Kevin Vucic-Shepherd was born in Chatham, UK in 1966. His father was a CTO of an avionics company so he spent much of his childhood surrounded by inventors. He was always drawn to art and loved drawing from an early age. This combination of art and technology influenced his interest in Architecture. 

 

He moved to London attending Westminster University where he received a 1st class honours degree in Architecture and was a runner up for the Royal Institute of Architects president’s medal. He won a scholarship to the Architectural Association School of Architecture where he received his diploma in 1992. Vucic-Shepherd has exhibited in numerous group shows throughout Europe and his work can be found in numerous private collections. 

 

Kevin Vucic-Shepherd currently lives and works with his family in London, UK.

 

In speaking about his work, the artist describes his unique process and inspirations:

My large-scale colour photographs are the result of looking at cities in a unique way. By removing the perspective from urban landscapes, the everyday is transformed into a startling and revealing world. 

 

Cameras and eyes work in similar ways; both rely on a lens and a sensor to create an image. It is this similarity that makes us believe a photograph is a simulacrum of the world.

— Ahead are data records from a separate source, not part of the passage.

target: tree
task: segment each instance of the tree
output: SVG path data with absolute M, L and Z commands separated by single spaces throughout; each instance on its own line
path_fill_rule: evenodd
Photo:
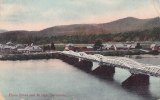
M 140 43 L 137 43 L 137 45 L 136 45 L 136 47 L 135 47 L 136 49 L 142 49 L 142 46 L 141 46 L 141 44 Z
M 98 39 L 95 41 L 94 43 L 94 50 L 102 50 L 103 44 L 102 44 L 102 40 Z
M 56 47 L 55 47 L 55 45 L 54 45 L 54 42 L 52 42 L 51 43 L 51 50 L 55 50 L 56 49 Z

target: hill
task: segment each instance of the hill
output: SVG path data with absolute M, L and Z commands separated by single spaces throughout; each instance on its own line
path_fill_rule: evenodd
M 143 40 L 153 40 L 156 35 L 160 33 L 160 18 L 150 18 L 150 19 L 138 19 L 133 17 L 127 17 L 119 19 L 109 23 L 101 24 L 73 24 L 73 25 L 61 25 L 54 26 L 40 31 L 7 31 L 0 34 L 0 42 L 18 42 L 18 43 L 49 43 L 51 41 L 56 42 L 84 42 L 87 39 L 86 36 L 91 36 L 91 39 L 96 39 L 97 35 L 108 36 L 110 41 L 125 41 L 134 40 L 134 37 L 139 40 L 140 38 L 135 35 L 145 36 L 146 39 Z M 158 30 L 158 31 L 156 31 Z M 119 34 L 116 34 L 119 33 Z M 125 34 L 124 34 L 125 33 Z M 153 34 L 152 34 L 153 33 Z M 127 34 L 127 35 L 126 35 Z M 152 34 L 152 35 L 151 35 Z M 101 37 L 100 36 L 100 37 Z M 127 37 L 128 36 L 128 37 Z M 129 37 L 129 36 L 132 36 Z M 158 35 L 159 36 L 159 35 Z M 68 38 L 66 38 L 68 37 Z M 72 37 L 72 38 L 71 38 Z M 81 38 L 81 40 L 75 40 L 76 38 Z M 143 37 L 142 37 L 143 38 Z M 152 38 L 152 39 L 150 39 Z M 63 40 L 66 39 L 66 40 Z M 90 42 L 88 41 L 86 42 Z

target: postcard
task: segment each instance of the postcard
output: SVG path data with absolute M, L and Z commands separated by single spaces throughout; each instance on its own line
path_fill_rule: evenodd
M 160 100 L 160 0 L 0 0 L 0 100 Z

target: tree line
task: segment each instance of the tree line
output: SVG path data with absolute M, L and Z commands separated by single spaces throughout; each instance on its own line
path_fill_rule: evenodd
M 94 43 L 95 40 L 101 39 L 103 42 L 115 41 L 160 41 L 160 28 L 154 28 L 144 31 L 131 31 L 125 33 L 109 33 L 109 34 L 84 34 L 75 33 L 73 35 L 38 35 L 38 33 L 14 33 L 14 34 L 0 34 L 0 43 L 8 41 L 23 44 L 47 44 L 54 41 L 54 43 Z

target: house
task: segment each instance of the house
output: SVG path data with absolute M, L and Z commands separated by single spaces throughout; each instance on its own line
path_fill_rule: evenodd
M 17 50 L 19 53 L 35 53 L 35 52 L 42 52 L 43 49 L 39 46 L 27 46 L 24 49 L 20 48 Z

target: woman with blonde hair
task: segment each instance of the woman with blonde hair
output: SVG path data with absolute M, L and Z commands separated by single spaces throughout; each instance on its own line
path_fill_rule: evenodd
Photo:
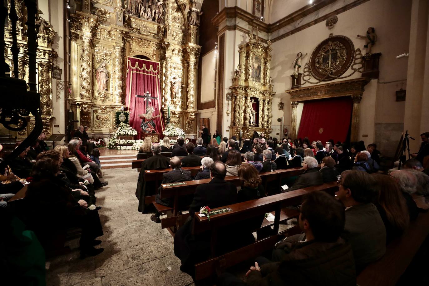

We see our surroundings as perspectival and a camera confirms this to us.

However, we know that the world isn’t perspectival. It is only the mediation of a lens, whether of the eye or of the camera, that makes it so. Objects closer to us are not bigger than those far away. 20th Century painting has recognized this, and artists from Cezanne onwards have questioned and attacked the representational primacy of perspective. This is not the case in photography, where perspective still dominates. What happens when we question that primacy in photography? 

 

My photographs are a way of exploring the removal of perspective. What does an orthographic photograph look like? How does a scaled photograph work? 

In the late 2000s I began creating work that sought to explore the idea of an orthographic photograph. I chose simple scenes as subjects to heighten the effect of this flattening. I would take hundreds of photographs and use small fragments to reassemble into a flattened composition. I found that the light at dawn and dusk was best and that a small discreet camera worked well.

 

Since the 2010s I have concentrated on common building typologies: office blocks, houses, and small public buildings. I like these simple places and wanted to explore them with my flattening technique. I adopted the conventions of architectural scale drawings, primarily the section, but sometimes the elevation. With sections, I can see relationships between main rooms and service spaces, between inside and out, between people and space. By the creation of sections, these overlooked places reveal their hidden beauty. Combining small life events with architectural structures, I capture a portrait of place.